The dean of the Faculty of Architecture is listed on the wall of fame in Delft

Publisher
ČTK
28.04.2009 16:25
Czech Republic

Prague

Prague - The name of the dean of the Faculty of Architecture at CTU, Zdeněk Zavřel, is inscribed on the wall of fame at the Delft University of Technology, the oldest technical university in the Netherlands. Last year, a fire destroyed the local Faculty of Architecture, and an architectural competition is underway for a new school. A wall of fame dedicated to European and overseas architects has sprung up at the faculty's temporary headquarters.
    Among the 113 names is the Czech architect and educator Zavřel, who taught in Delft during his Dutch exile, reported Jiří Horský, editor of the faculty bulletin Alfa, to ČTK.
    Representatives of the Delft school selected the mentioned number of names from authorities throughout the history of architecture. "This gallery should not lack those who have connected their mission with the Netherlands’ most significant breeding ground for 'art of building'," said Horský. Zavřel, who worked at the school in the 1980s, trained a number of today's leading Dutch architects.
    Zavřel studied architecture at CTU in Prague in 1966 and obtained his second engineering degree in Delft in 1983. He then worked at this school for several years as a teacher and researcher.
    His professional beginnings were at the Liberec Sial with architects Miroslav Masák and Karel Hubáček. After going into exile in the late 1970s, he established himself at the world-famous office in Rotterdam, Van den Broek en Bakema, and in the 1980s, opened his own office there. In the 1990s, he participated in the beginnings of the Association of Architects in the Czech Republic and in 1998 received the Association of Architects Award for his work.
    Zavřel's work touches on many building typologies. In addition to the main theme of urban housing, he focused on school buildings; in recent years he has also dealt with administrative and representative buildings, such as the Dutch embassy building in Ghana.

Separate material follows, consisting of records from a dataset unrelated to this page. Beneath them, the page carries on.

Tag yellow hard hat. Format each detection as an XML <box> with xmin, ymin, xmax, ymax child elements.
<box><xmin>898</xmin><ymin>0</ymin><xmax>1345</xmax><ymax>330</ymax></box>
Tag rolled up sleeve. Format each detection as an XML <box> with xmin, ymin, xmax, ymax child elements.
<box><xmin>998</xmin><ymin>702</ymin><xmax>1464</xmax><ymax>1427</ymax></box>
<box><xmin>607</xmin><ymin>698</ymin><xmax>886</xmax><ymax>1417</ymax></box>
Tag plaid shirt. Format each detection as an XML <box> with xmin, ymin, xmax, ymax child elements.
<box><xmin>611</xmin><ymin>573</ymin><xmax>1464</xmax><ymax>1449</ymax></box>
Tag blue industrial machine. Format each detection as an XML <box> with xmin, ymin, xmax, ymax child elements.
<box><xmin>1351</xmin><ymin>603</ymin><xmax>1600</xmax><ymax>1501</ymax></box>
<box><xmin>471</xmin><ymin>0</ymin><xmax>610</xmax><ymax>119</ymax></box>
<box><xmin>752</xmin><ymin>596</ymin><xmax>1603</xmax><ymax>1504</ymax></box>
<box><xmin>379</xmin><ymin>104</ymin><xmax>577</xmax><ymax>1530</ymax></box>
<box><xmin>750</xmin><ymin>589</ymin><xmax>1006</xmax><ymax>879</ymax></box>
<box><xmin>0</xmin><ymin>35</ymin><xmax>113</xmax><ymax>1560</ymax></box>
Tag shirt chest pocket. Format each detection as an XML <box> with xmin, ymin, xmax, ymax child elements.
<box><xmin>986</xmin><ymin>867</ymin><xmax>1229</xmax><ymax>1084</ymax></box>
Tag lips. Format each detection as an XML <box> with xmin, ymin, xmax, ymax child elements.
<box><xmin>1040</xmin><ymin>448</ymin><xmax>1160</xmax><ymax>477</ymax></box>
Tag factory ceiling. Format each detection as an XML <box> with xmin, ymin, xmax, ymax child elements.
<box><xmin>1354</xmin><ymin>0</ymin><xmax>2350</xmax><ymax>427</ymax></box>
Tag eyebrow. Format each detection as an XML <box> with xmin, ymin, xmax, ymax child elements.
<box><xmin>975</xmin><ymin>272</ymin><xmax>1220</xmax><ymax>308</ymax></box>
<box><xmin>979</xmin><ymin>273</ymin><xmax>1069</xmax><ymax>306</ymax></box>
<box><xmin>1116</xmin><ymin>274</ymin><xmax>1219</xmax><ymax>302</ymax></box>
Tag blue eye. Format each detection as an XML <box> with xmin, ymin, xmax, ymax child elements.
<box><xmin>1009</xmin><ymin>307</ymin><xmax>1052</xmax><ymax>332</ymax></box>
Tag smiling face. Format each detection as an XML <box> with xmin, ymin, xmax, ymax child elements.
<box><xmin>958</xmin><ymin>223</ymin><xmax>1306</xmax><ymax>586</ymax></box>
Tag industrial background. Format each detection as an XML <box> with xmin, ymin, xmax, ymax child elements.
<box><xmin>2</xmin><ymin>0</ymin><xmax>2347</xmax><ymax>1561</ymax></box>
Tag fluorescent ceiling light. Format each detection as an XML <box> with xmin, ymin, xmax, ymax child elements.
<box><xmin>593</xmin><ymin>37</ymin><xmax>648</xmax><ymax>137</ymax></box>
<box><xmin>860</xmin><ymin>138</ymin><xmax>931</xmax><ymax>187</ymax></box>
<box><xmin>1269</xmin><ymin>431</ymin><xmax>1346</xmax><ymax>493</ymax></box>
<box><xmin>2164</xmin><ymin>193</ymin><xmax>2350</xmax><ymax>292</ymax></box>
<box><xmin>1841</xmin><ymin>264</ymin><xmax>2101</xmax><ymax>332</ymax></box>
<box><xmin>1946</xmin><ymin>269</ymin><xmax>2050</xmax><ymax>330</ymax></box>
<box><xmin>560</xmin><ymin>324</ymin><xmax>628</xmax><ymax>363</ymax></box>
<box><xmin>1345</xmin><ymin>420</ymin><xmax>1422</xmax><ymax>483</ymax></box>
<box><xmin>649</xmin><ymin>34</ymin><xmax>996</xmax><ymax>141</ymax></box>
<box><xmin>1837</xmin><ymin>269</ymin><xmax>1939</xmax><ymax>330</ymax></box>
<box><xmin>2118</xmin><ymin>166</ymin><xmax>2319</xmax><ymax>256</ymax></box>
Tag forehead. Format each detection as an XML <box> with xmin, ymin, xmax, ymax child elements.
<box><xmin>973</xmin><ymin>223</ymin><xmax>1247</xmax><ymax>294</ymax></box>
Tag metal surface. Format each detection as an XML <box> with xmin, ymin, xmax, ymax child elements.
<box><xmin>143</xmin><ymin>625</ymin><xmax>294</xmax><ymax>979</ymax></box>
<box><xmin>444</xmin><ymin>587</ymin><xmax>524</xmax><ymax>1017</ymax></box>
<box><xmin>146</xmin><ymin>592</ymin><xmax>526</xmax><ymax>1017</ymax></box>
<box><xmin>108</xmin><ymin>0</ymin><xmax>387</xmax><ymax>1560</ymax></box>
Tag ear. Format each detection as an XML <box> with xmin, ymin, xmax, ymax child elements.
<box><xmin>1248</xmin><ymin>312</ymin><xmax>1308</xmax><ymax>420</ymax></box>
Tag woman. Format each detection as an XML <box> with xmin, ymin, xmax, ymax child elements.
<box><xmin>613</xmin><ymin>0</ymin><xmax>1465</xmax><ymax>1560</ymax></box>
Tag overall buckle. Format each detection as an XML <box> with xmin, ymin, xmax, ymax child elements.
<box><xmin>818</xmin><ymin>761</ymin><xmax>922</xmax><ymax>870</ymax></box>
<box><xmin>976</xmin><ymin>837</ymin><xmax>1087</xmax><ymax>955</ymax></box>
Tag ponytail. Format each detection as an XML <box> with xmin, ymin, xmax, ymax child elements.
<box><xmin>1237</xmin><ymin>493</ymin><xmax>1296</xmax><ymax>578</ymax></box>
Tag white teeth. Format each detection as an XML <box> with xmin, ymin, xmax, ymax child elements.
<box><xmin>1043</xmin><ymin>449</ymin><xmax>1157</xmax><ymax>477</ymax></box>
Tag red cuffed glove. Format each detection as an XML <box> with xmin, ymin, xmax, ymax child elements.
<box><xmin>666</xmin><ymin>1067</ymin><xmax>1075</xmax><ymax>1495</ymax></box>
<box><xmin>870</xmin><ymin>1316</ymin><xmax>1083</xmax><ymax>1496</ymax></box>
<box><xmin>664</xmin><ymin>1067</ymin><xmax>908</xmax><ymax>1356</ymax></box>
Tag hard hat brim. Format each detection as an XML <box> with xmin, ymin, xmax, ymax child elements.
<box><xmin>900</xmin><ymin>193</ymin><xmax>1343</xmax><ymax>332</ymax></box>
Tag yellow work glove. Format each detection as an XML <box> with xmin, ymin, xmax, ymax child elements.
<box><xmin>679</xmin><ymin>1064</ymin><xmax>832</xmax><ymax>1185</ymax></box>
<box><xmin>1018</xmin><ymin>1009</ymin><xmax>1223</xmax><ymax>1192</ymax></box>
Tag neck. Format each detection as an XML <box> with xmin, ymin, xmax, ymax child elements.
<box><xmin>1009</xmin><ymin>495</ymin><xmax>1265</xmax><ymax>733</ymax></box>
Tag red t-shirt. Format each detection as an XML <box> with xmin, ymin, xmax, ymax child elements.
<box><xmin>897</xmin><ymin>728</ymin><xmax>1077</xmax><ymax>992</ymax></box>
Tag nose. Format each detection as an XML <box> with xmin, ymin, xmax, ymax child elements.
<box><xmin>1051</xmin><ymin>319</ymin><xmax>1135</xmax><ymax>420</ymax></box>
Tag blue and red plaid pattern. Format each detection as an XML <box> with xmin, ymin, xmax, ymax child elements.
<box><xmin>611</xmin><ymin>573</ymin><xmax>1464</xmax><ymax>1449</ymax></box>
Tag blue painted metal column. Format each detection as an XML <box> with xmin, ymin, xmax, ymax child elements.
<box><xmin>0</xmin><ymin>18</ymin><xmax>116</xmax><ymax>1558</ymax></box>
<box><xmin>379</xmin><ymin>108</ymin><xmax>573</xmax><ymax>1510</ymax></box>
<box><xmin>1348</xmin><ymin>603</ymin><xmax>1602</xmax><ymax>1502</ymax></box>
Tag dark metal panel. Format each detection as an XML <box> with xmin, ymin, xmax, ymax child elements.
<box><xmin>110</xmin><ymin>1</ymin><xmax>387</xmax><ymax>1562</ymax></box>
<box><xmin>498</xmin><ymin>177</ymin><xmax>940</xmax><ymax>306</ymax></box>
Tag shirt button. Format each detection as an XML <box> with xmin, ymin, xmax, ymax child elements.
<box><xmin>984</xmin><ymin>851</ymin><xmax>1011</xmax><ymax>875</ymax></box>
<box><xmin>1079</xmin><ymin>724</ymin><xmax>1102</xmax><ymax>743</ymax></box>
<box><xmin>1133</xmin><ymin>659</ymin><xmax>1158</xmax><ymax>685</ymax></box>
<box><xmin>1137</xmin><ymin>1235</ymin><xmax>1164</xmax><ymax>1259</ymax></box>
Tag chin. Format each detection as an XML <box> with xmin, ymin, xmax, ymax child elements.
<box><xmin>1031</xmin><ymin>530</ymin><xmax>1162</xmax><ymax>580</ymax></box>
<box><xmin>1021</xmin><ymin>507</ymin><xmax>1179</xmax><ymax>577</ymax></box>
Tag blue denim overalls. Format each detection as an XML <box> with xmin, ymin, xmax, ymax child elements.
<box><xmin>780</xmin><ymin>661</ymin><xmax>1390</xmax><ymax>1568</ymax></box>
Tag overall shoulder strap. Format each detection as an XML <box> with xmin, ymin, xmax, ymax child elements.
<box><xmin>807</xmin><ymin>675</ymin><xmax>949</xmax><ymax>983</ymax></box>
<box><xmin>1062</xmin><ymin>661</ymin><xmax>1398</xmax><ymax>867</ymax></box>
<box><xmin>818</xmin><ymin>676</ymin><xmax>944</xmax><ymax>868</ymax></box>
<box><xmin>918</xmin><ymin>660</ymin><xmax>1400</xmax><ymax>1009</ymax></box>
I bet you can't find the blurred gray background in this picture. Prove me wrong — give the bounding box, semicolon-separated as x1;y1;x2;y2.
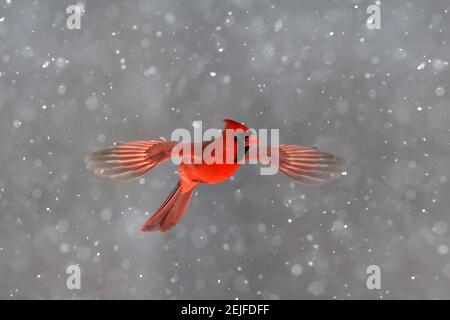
1;0;450;299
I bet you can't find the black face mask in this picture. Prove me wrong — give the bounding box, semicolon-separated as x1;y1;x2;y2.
233;135;250;163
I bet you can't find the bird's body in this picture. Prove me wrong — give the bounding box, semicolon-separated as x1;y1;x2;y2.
180;144;241;186
86;119;344;232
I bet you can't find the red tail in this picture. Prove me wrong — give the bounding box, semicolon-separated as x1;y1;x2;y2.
140;181;196;232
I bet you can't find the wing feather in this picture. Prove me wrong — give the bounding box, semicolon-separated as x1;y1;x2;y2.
258;144;344;185
85;139;175;181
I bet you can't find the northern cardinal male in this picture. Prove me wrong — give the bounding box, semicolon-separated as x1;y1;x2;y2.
85;119;344;232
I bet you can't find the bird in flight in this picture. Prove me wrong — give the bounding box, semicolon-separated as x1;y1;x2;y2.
85;119;344;232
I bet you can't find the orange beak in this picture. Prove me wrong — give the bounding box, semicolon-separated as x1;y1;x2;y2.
245;134;259;147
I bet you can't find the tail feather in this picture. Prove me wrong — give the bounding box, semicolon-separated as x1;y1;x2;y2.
140;181;195;232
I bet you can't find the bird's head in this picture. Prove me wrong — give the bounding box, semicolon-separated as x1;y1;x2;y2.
223;118;259;155
223;118;249;131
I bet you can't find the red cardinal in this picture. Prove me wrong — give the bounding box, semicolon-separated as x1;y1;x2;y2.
85;119;344;232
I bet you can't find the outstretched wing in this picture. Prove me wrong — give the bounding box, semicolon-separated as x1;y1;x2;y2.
257;144;344;185
85;140;177;180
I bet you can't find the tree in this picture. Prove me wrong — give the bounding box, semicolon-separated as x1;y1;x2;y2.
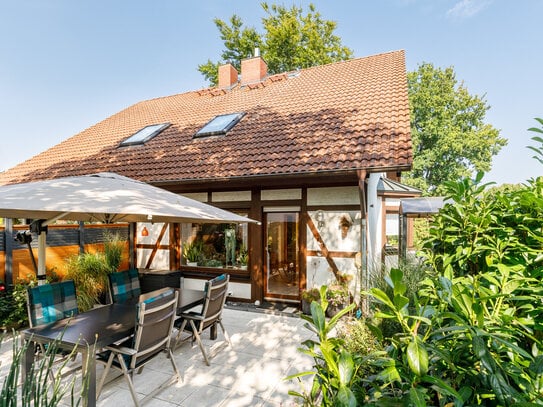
405;63;506;195
198;2;353;86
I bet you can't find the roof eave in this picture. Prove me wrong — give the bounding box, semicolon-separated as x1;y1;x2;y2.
151;165;412;192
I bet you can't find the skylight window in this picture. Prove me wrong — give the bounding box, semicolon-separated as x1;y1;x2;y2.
194;112;245;138
119;123;170;147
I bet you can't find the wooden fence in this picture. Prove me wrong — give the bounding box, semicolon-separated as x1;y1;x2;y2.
0;223;130;286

Besides his design activities, research in sustainable development is also among Zavřel's interests.
    His designs have been awarded in numerous competitions. In 1978, he won a prize in a competition for the renovation of the Main Train Station in Prague (together with John Eisler, Dalibor Vokáč, and Emil Přikryl), won awards in competitions for several residential complexes in the Netherlands, triumphed in the European Union competition on the use of solar energy in housing, received first prize in a national competition for an urban school in the port areas of Amsterdam (realized in 1992), and won the competition for the Czech Cultural Center in Paris, which was built according to his design in 1997.
    In the 1990s, he became the secretary of the Czechoslovak Architectural Foundation (Association of Czech and Slovak Architects Abroad), of which Jan Kaplický was the honorary president. From this position, he tried to apply knowledge in the area of residential construction from the Netherlands in the Czech Republic.
    In 2007, he was appointed associate professor in the field of architecture at VUT Brno; this year, he completed the professorship process and, after the decision of the Scientific Council of VUT Brno, was proposed for appointment as a professor.